Klaus Karttunen KJKARTTU at Elo.Helsinki.fi
Mon Dec 23 13:41:50 UTC 1996


On Mon, 16 Dec 1996 11:15:26 GMT, Dominik Wujastyk commented rather 
appropriately the following message:
>
>On Sun, 15 Dec 1996, Dan Lusthaus wrote:
> [...] and occasionally conversants take recourse to either writing 
>the word, making the gestures for writing the word (which can be 
>understood since they follow a stroke order), or reciting a well-known 
>phrase or line containing the word in question.
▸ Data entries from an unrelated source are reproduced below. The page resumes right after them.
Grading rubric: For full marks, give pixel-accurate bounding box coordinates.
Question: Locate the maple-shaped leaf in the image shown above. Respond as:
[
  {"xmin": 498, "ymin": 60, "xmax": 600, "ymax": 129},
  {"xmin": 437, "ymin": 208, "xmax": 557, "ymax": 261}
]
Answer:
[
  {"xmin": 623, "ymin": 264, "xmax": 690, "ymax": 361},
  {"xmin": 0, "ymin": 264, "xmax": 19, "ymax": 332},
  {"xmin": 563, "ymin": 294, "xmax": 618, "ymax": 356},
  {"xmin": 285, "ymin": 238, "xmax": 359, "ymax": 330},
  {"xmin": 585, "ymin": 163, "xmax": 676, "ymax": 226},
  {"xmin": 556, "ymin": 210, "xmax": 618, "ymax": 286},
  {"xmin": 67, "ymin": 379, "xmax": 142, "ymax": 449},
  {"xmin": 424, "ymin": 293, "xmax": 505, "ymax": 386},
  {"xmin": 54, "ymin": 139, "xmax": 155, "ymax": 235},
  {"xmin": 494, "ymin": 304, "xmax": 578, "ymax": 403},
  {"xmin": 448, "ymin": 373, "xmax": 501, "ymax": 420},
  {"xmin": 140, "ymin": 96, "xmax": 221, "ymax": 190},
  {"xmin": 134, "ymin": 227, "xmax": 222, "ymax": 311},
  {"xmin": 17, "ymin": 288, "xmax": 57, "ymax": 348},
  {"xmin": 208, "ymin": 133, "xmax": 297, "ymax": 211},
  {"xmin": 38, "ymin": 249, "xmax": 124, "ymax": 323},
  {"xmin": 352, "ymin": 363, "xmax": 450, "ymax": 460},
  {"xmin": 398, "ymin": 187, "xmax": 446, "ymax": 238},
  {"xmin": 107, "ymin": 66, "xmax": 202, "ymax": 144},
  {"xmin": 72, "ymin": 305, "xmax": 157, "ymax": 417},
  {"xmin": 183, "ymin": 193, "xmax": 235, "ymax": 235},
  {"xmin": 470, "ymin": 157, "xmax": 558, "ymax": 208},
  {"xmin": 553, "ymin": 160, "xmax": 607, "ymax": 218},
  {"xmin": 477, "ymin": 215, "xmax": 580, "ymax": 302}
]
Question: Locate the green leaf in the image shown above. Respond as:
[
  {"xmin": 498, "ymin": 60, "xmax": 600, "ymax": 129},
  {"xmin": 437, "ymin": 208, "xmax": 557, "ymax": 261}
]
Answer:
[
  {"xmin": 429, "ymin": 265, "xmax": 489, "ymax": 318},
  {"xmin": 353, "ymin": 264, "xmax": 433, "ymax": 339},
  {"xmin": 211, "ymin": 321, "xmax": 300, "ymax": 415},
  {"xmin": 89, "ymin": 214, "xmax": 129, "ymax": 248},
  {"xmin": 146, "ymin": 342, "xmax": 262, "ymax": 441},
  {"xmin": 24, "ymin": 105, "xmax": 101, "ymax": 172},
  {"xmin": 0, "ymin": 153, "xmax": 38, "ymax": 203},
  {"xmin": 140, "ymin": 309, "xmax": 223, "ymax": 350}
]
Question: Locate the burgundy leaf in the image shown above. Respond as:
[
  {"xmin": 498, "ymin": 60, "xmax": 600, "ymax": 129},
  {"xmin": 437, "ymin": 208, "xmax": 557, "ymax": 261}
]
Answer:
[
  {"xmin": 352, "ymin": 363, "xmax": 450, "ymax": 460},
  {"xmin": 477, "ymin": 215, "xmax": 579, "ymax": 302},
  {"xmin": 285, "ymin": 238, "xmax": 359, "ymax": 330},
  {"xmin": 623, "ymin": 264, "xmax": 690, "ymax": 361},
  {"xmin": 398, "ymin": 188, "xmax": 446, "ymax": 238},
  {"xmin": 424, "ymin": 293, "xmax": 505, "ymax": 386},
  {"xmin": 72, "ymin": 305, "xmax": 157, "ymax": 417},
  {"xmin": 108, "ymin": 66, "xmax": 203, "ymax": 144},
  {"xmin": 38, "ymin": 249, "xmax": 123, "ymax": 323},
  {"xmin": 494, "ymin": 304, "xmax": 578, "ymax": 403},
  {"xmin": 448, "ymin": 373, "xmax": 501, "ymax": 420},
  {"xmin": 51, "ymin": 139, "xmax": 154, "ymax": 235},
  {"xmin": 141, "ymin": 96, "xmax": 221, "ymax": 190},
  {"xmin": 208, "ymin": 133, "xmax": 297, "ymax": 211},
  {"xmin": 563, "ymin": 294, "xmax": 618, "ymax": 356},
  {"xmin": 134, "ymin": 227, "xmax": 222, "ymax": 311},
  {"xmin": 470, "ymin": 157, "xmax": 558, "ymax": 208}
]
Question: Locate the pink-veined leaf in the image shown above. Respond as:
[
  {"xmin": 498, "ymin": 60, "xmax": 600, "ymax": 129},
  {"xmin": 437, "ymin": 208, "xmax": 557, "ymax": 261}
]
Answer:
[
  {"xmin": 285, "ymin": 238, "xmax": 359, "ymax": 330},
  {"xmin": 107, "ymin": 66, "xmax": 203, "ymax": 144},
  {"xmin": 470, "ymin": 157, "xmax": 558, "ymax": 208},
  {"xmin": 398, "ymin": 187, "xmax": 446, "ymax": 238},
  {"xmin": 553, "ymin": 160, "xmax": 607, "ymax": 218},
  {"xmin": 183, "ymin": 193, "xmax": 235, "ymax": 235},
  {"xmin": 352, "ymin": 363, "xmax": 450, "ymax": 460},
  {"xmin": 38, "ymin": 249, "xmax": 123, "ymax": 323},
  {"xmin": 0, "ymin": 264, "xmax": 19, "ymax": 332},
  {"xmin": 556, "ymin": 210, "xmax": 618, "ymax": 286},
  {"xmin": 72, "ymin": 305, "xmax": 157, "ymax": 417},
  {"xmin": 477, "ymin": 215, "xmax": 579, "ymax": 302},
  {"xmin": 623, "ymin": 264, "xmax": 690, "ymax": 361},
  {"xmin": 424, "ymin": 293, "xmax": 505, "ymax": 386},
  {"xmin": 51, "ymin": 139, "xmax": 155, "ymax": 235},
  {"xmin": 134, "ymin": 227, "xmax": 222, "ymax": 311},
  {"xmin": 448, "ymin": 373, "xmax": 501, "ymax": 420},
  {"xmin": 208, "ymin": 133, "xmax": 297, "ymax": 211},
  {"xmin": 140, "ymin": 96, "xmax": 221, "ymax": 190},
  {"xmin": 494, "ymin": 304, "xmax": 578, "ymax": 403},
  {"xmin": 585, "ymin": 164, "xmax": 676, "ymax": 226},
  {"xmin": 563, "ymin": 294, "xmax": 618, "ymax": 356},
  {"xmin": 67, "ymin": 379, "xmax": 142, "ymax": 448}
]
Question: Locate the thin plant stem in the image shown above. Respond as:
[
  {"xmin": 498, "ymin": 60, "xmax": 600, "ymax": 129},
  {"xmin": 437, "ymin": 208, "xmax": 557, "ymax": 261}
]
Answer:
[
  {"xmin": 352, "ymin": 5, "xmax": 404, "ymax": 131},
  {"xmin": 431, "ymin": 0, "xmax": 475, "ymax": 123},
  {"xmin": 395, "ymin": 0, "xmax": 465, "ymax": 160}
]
All that might sound 
>inefficient, but it doesn't seem to slow the Chinese down. 
>
To this I would like to add that in the 18th century European linguists 
often supposed that what they thought to be purely monosyllabic 
languages like Chinese and Tibetan (of which they mostly had a vague 
idea, indeed) were so poor in means of explaining things with words that 
the speakers commonly had to use writing (on sand or air) in order to 
make them understood to each other. Allowing that some peculiarities of 
Chinese can make this feasible, I hope that this idea is not coming 
back. After all, as a foreigner I have occasionally been forced to ask 
about the spelling of an English word.